Entries Tagged as 'gardening'
You know it’s been a great evening when you finish off with a couple of empty bottles of fine ale and a bucket full of fresh produce. Days really don’t get much better than this.
We sat in the sun and ate Ratte potatoes boiled with freshly podded peas and pondered over the mystery of carrots. Yet again I managed to produce just 3 carrots out of 3 assorted packets of seed.
I don’t understand how you can grow 3 fine specimens and then about 300 abject failures.
The peach tree has proved to be the most exciting feature of the plot. We transplanted it in the snow and had concerns for it’s future but it has bounced back and covered itself in fruit. Each week I rush up to check how much they’ve grown and confirm that no one has nicked them yet.
They are looking particularly peachy at the moment but are still rock solid. This is my most eagerly anticipated crop, I can’t wait to try it.
Tags: Food · gardening
We took a mid-week opportunity to visit the plot to tend to the runner beans that have been causing me some anxiety. For some reason our beans are turning crinkly and growing in an ugly branched fashion. I initially thought they had been caught by a cold spell but I’ve been growing them in succession and every little seedling that pops up proves to be a disappointment.
Not quite every seedling – some shine.
I planted two varieties of seed, a hand me down from Lynn’s dad that has been in existence for decades and a saved variety from the Sheen plot which is probably a version of Wisley Wonder. One of them seems to produce half way decent plants and the other doesn’t.
I’ve planted loads more seed and now can only hope for the best, or perhaps try and buy some plants in from the garden centre.
Lynn in the meantime was down on her hands and knees trying to capture the wonder of the onions with her phone.
It’s hard to do justice and this photo just doesn’t evoke the same sense of pride.
Lynn has claimed the onions as her own, along with the other plot success – peas. The plot failure on the other hand is always referred to as “Angela’s carrots”.
Hardly fair.
The peas are pretty wondrous though.
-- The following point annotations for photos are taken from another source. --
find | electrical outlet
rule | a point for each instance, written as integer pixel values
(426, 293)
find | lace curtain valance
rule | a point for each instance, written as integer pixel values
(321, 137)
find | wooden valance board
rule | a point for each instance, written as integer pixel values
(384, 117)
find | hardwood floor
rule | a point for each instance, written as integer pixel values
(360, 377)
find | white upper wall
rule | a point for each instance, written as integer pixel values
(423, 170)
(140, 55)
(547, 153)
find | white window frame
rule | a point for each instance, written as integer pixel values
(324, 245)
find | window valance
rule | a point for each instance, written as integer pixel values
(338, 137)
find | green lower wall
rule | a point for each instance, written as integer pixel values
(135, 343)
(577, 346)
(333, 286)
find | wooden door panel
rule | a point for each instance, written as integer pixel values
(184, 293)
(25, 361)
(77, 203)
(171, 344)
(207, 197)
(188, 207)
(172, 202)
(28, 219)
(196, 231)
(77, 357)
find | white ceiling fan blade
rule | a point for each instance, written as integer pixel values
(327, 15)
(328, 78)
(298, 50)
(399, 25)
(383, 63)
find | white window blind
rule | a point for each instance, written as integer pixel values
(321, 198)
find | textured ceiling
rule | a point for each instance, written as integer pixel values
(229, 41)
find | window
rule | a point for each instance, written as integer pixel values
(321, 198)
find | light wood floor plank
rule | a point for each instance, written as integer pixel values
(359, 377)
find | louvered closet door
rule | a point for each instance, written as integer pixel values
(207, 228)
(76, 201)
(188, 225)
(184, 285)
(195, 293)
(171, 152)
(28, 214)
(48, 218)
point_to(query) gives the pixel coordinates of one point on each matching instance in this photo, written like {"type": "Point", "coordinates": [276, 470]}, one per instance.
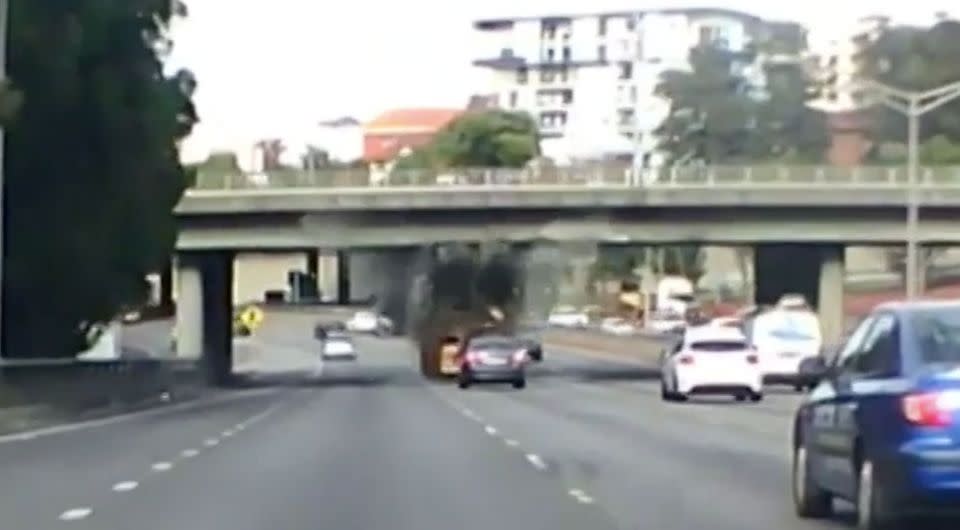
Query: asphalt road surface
{"type": "Point", "coordinates": [369, 445]}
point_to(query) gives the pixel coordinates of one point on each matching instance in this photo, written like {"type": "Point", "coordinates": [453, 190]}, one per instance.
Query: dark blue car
{"type": "Point", "coordinates": [882, 427]}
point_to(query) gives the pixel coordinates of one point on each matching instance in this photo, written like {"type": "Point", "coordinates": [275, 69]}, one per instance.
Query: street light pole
{"type": "Point", "coordinates": [635, 92]}
{"type": "Point", "coordinates": [4, 10]}
{"type": "Point", "coordinates": [913, 105]}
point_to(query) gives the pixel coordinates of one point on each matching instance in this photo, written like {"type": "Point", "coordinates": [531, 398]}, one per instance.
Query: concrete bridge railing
{"type": "Point", "coordinates": [587, 176]}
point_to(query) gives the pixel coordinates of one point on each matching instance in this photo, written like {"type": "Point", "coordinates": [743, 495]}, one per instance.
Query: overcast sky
{"type": "Point", "coordinates": [268, 68]}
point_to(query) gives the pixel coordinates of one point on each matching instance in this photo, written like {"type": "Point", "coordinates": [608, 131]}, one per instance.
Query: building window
{"type": "Point", "coordinates": [548, 30]}
{"type": "Point", "coordinates": [522, 75]}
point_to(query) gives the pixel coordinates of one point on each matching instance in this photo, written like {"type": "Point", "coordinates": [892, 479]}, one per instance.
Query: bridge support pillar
{"type": "Point", "coordinates": [830, 293]}
{"type": "Point", "coordinates": [815, 271]}
{"type": "Point", "coordinates": [204, 318]}
{"type": "Point", "coordinates": [343, 277]}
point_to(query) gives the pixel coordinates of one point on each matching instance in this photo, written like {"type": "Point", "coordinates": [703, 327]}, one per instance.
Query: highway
{"type": "Point", "coordinates": [369, 445]}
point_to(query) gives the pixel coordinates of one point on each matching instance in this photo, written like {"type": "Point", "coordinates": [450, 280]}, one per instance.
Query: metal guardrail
{"type": "Point", "coordinates": [760, 176]}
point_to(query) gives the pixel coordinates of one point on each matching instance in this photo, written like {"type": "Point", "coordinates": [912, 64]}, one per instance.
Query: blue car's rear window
{"type": "Point", "coordinates": [937, 335]}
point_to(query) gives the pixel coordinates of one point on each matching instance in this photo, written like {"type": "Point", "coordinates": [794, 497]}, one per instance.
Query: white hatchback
{"type": "Point", "coordinates": [338, 347]}
{"type": "Point", "coordinates": [711, 360]}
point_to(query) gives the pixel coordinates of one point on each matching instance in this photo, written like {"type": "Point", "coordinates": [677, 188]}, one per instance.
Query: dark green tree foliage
{"type": "Point", "coordinates": [717, 117]}
{"type": "Point", "coordinates": [917, 58]}
{"type": "Point", "coordinates": [479, 139]}
{"type": "Point", "coordinates": [461, 288]}
{"type": "Point", "coordinates": [92, 168]}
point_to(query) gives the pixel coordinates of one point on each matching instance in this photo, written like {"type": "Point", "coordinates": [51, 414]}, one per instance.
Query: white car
{"type": "Point", "coordinates": [618, 326]}
{"type": "Point", "coordinates": [368, 322]}
{"type": "Point", "coordinates": [711, 360]}
{"type": "Point", "coordinates": [784, 338]}
{"type": "Point", "coordinates": [338, 347]}
{"type": "Point", "coordinates": [666, 322]}
{"type": "Point", "coordinates": [568, 317]}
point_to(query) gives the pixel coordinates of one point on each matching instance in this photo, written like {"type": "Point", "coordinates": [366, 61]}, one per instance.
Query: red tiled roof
{"type": "Point", "coordinates": [411, 120]}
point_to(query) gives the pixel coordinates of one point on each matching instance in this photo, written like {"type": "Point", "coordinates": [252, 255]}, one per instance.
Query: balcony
{"type": "Point", "coordinates": [505, 60]}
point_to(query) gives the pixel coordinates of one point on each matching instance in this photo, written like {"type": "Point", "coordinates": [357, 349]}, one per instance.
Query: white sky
{"type": "Point", "coordinates": [266, 68]}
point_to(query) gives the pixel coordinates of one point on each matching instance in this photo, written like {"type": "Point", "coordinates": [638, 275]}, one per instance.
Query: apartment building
{"type": "Point", "coordinates": [836, 54]}
{"type": "Point", "coordinates": [595, 76]}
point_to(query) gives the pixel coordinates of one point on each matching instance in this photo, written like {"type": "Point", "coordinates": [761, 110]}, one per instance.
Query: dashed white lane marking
{"type": "Point", "coordinates": [162, 466]}
{"type": "Point", "coordinates": [581, 497]}
{"type": "Point", "coordinates": [125, 486]}
{"type": "Point", "coordinates": [536, 461]}
{"type": "Point", "coordinates": [75, 514]}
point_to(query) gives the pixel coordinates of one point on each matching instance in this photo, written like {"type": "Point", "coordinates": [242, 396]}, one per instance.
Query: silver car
{"type": "Point", "coordinates": [494, 359]}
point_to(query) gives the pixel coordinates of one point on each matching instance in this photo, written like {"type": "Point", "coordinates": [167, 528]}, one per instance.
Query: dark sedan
{"type": "Point", "coordinates": [494, 359]}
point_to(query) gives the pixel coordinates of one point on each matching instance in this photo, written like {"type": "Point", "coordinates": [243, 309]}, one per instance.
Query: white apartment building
{"type": "Point", "coordinates": [595, 76]}
{"type": "Point", "coordinates": [835, 52]}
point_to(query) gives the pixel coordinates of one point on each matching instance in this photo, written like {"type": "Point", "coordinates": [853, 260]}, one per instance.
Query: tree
{"type": "Point", "coordinates": [315, 158]}
{"type": "Point", "coordinates": [488, 139]}
{"type": "Point", "coordinates": [718, 116]}
{"type": "Point", "coordinates": [92, 166]}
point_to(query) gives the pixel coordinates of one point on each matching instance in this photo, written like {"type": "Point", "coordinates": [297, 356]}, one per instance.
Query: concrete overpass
{"type": "Point", "coordinates": [797, 227]}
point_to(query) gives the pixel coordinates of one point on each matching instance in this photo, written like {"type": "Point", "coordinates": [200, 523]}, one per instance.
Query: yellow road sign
{"type": "Point", "coordinates": [251, 317]}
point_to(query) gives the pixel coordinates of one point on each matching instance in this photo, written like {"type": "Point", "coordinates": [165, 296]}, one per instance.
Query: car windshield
{"type": "Point", "coordinates": [937, 335]}
{"type": "Point", "coordinates": [493, 343]}
{"type": "Point", "coordinates": [718, 346]}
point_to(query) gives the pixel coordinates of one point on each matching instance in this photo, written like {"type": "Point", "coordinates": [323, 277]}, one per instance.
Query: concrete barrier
{"type": "Point", "coordinates": [44, 391]}
{"type": "Point", "coordinates": [641, 347]}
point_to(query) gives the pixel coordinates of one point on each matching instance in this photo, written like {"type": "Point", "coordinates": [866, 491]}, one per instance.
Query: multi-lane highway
{"type": "Point", "coordinates": [369, 445]}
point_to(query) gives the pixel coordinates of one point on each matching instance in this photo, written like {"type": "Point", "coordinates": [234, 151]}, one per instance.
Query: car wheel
{"type": "Point", "coordinates": [873, 513]}
{"type": "Point", "coordinates": [664, 393]}
{"type": "Point", "coordinates": [809, 499]}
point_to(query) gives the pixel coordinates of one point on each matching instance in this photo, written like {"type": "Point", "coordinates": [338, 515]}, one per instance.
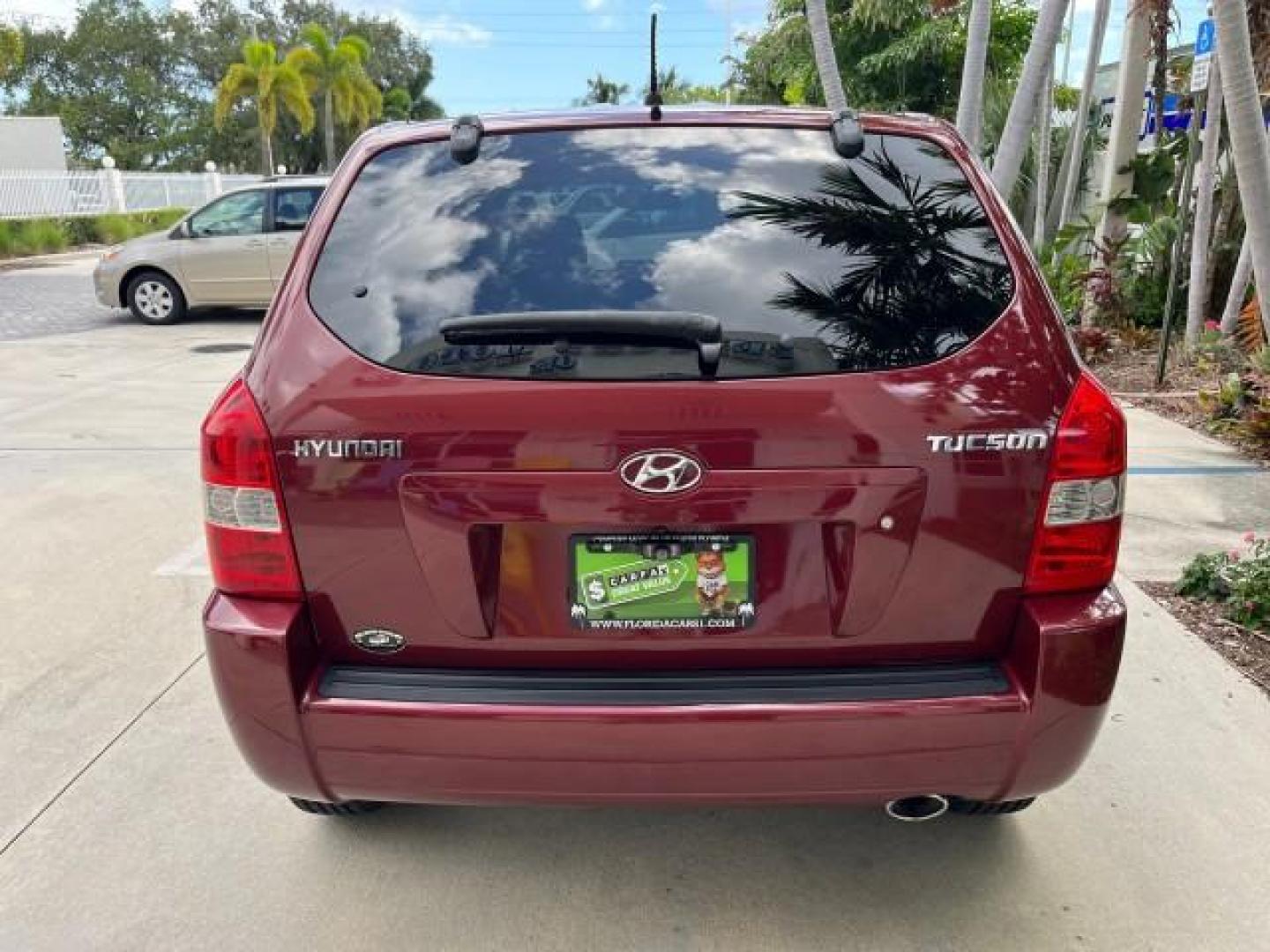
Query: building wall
{"type": "Point", "coordinates": [32, 143]}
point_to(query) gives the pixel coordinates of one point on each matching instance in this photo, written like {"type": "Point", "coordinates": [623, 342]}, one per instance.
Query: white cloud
{"type": "Point", "coordinates": [444, 29]}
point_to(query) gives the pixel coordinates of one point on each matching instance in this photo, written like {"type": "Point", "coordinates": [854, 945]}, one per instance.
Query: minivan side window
{"type": "Point", "coordinates": [239, 213]}
{"type": "Point", "coordinates": [811, 263]}
{"type": "Point", "coordinates": [292, 207]}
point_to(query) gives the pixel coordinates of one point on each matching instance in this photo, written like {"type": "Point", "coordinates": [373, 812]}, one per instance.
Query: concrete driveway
{"type": "Point", "coordinates": [127, 820]}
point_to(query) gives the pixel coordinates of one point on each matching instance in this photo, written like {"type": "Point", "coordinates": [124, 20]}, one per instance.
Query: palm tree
{"type": "Point", "coordinates": [11, 49]}
{"type": "Point", "coordinates": [1238, 287]}
{"type": "Point", "coordinates": [969, 104]}
{"type": "Point", "coordinates": [826, 58]}
{"type": "Point", "coordinates": [422, 106]}
{"type": "Point", "coordinates": [1044, 141]}
{"type": "Point", "coordinates": [1073, 155]}
{"type": "Point", "coordinates": [1123, 138]}
{"type": "Point", "coordinates": [1022, 111]}
{"type": "Point", "coordinates": [1197, 294]}
{"type": "Point", "coordinates": [1247, 133]}
{"type": "Point", "coordinates": [923, 271]}
{"type": "Point", "coordinates": [601, 90]}
{"type": "Point", "coordinates": [397, 104]}
{"type": "Point", "coordinates": [337, 72]}
{"type": "Point", "coordinates": [268, 86]}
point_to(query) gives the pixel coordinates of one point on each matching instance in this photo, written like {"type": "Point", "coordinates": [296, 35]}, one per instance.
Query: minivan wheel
{"type": "Point", "coordinates": [155, 299]}
{"type": "Point", "coordinates": [349, 807]}
{"type": "Point", "coordinates": [989, 807]}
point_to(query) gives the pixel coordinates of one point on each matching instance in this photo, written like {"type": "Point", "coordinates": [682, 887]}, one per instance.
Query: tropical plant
{"type": "Point", "coordinates": [1070, 169]}
{"type": "Point", "coordinates": [1123, 138]}
{"type": "Point", "coordinates": [915, 282]}
{"type": "Point", "coordinates": [1236, 579]}
{"type": "Point", "coordinates": [270, 86]}
{"type": "Point", "coordinates": [11, 49]}
{"type": "Point", "coordinates": [969, 104]}
{"type": "Point", "coordinates": [335, 72]}
{"type": "Point", "coordinates": [397, 104]}
{"type": "Point", "coordinates": [1247, 132]}
{"type": "Point", "coordinates": [1206, 184]}
{"type": "Point", "coordinates": [601, 90]}
{"type": "Point", "coordinates": [1042, 170]}
{"type": "Point", "coordinates": [422, 106]}
{"type": "Point", "coordinates": [1038, 65]}
{"type": "Point", "coordinates": [825, 55]}
{"type": "Point", "coordinates": [893, 55]}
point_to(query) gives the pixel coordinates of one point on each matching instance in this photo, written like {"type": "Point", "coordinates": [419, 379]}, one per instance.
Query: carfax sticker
{"type": "Point", "coordinates": [629, 582]}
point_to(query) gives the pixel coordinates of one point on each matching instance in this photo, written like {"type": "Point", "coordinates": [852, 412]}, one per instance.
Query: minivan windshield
{"type": "Point", "coordinates": [811, 263]}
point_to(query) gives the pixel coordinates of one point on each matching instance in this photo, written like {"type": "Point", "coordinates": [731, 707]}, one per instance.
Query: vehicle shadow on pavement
{"type": "Point", "coordinates": [788, 877]}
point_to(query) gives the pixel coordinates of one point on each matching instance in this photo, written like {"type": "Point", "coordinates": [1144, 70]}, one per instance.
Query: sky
{"type": "Point", "coordinates": [537, 54]}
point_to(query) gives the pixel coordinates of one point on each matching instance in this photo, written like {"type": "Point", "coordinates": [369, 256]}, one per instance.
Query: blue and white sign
{"type": "Point", "coordinates": [1203, 55]}
{"type": "Point", "coordinates": [1204, 38]}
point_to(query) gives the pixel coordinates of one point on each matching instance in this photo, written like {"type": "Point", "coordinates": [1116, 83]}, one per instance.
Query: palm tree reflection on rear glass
{"type": "Point", "coordinates": [923, 271]}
The plants are vigorous and healthy and the peas are a delight.
A lovely sweet pea must be about the best thing to come out of an allotment (maybe second to purple sprouting broccoli?), and they cook up marvelously with a handful of Arran Pilot, prepared in the garden shed trangia and eaten on the plot while surveying our land.
Tags: Food · Planting · gardening
Here’s a quick whizz around the plot on a hot day in May.
The peaches are coming on a treat, the spuds bounced back from the frost check, beans are ready for the risotto and the fox is getting cheeky.

Tags: Progress Report · gardening
December 21st, 2009 · 4 Comments

While Lynn snuck out of bed to source cups of tea and toast, I churned out image after image of Gripple circuitry. I’d woken with a plan in my head and as an ever ready kind of a Scout, I just happen to keep a pad of grid paper by the bed for this sort of occurrence.
Having failed to find wire tensioners in Homebase last week I was pleased when my internet search uncovered a swanky new gadget for creating trellis constructions. It’s called the Gripple and I promptly ordered myself the starter pack of 4 Gripples, 4 Eye Hooks and a 30m reel of plastic wire.
This is where my puzzling started. Using only the above items, how do I (read: how does Lynn) create a fanned peach supporting wire combo with 4 lengths? We went for the 3rd aesthetically pleasing option and headed down to the plot.
I should perhaps have mentioned that we had chosen the weekend of the Severe Adverse Weather Warnings to partake in the peach transplantation event. It was a struggle removing the tree from the old plot with the famed light soil, a layer of ice had to be cracked away before the fork would gain entry and we ought to have thought about the difficulty of digging in our frozen heavy London clay plot.
But we didn’t.

I was keen to play with the new toys but my hands were freezing and I had to run up and down the plot doing high knee raises and clapping my hands before I could contend with the fiddly bits.
The design of the “tensulator” was very smart and when it work I was very impressed. When it didn’t work, I let myself down rather a lot and had one of those, throw yourself on the floor wailing, kinds of a strop. A bit embarassing.
Here I am, pre-wailing, trying to force the wire to go through the Gripple and out the other end so that I could loop it back. No amount of forcing was going to tease the wire through and the thing is designed not to let me pull the wire back out again and it wouldn’t.
Cue strop.

We had to cut it off in the end and Lynn took it away to the shed to perform some kind of surgery on it (or perhaps she thought if she left me alone I’d stop flouncing).
We managed to get this one on successfully in the end but another Gripple got stuck after looping it around and without wasting loads of wire we couldn’t cut this one off. It was in a locked position but couldn’t be tensioned and so the finished job looked a bit naff but worked in a fashion.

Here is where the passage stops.